Ein Hurra für alle Pharisäer und Neidgeplagten
die jetzt so gegen das Abkommen polemisieren. Fakt ist, auch in Deutschland gibt es den strafrechtlich relevanten Begriff der Hehlerei. Auch staatliche betriebene Hehlerei ist Hehlerei, auch ein Kunstgriff auf vermeintliches Recht dass der Staat nicht Hehler sein könne, weil im Steuern ja vorenthalten wurden ist falsch. Ich kann auch nicht in das Haus meines Schuldners einbrechen lassen um dort die Schulden einzutreiben. Das die Schweiz jahrzehntelang mit deutschem Steuermissmanagement glänzende Geschäfte gemacht hat ist eine andere Sache.
Und so hat, selten genug, die derzeitige Regierung eine pragmatische Lösung gefunden, die allen dienen würde.
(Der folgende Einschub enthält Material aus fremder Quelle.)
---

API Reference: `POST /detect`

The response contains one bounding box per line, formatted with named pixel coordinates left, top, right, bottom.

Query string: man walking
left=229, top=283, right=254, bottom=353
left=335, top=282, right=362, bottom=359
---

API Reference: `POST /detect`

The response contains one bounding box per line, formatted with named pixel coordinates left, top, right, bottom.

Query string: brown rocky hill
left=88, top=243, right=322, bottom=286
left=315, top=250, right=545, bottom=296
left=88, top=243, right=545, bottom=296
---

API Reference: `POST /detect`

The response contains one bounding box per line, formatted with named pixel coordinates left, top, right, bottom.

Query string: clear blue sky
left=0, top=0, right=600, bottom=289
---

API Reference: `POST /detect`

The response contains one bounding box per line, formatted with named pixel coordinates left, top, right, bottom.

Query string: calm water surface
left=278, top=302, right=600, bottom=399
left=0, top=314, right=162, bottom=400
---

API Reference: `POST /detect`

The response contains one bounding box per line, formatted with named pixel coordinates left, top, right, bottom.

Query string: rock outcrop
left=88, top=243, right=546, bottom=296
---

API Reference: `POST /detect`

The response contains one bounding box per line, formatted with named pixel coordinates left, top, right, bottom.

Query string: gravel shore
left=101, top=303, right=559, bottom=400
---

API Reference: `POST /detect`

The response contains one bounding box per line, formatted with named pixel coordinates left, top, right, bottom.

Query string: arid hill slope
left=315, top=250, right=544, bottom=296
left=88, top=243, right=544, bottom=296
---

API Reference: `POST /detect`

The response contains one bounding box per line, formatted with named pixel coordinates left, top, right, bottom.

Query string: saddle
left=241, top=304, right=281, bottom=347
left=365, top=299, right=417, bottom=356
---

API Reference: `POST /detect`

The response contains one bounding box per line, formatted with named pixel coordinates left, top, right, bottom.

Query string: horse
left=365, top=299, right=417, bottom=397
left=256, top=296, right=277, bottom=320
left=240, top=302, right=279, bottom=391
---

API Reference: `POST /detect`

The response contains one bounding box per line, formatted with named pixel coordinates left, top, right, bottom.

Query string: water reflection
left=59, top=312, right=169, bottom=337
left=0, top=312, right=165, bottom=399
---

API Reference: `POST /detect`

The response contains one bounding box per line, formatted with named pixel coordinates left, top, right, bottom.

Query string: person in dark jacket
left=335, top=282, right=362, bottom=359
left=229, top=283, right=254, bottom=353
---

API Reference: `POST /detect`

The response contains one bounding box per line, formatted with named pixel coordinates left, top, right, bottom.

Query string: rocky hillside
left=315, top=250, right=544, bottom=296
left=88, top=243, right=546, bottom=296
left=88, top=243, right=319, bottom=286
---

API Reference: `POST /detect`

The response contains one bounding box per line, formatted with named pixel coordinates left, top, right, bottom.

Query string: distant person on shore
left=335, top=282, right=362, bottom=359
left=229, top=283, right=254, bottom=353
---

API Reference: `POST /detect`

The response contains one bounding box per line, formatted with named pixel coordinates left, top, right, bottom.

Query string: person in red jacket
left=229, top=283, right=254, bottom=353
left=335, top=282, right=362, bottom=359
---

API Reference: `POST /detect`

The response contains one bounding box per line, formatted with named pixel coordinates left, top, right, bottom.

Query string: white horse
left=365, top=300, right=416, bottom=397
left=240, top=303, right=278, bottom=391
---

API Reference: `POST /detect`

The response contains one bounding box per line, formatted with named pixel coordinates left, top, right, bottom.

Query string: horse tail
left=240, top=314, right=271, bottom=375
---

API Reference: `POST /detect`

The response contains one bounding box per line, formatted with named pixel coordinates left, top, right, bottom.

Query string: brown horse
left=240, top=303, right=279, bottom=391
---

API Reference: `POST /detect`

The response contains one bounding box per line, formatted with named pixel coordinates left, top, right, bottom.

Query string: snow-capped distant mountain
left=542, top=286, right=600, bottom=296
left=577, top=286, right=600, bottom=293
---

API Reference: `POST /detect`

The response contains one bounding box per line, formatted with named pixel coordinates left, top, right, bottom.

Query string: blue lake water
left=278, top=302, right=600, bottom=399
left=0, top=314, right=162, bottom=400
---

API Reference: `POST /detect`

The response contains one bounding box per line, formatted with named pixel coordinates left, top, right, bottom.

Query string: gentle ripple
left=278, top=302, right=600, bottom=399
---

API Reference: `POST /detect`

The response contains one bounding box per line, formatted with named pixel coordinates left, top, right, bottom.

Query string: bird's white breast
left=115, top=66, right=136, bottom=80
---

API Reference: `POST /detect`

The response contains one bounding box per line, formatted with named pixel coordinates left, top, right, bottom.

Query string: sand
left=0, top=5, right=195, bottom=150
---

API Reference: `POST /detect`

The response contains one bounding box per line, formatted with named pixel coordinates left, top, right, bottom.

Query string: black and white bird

Der Kommentator hat hier vollkommen recht. Aber: All die Neidgeplagten und Pharisäer (vorzugsweise von der linken politischen Seite) sind hier natürlich dagegen. Wohl weniger aus Gründen der Steuerehrlichkeit und Gerechtigkeit, sondern wegen Neid und Missgunst. Ginge es um Steuergerechtigkeit hätten diese Leute schon längst für eine tiefgreifende Reform des deutschen Steuerrechts sein müssen. (mit niedrigeren Steuersätzen und und einem weitgehenden Verzicht auf Ausnahmetatbestände und Steuersubventionen). Aber darüber lässt sich nicht so trefflich agitieren.
Wahlkampfgetöse auf Nebenkriegsschauplätzen
Die Schweiz ist ein souveräner Staat und natürlich wird sie jeden strafrechtlich verfolgen, der ihre Staatsbürger zu etwas anstiftet, was nach schweizer Recht eine Straftat ist.
Völlig normal, völlig uninteressant.
Die interessante Frage ist, warum wir nicht mal die Konditionen bekommen, die die USA mit der Schweiz ausgehandelt haben. Verglichen mit dem, was die USA erreicht haben, ist das geplante Steuerabkommen mit der Schweiz ein Witz. Im Übrigen, wieso ein bilaterales Abkommen? Sollte sich nicht die gesamte EU, die ja das gleiche Problem hat wie Deutschland, um eine Regelung bemühen? Die Verhandlungsposition dürfte es nicht schwächen, wenn die Schweiz sich allen 27 gegenüber sieht.
Herr Schäuble ist weder dumm, noch ungeschickt im Verhandeln. Ob er Angst hat, daß die Geldkoffer ausbleiben?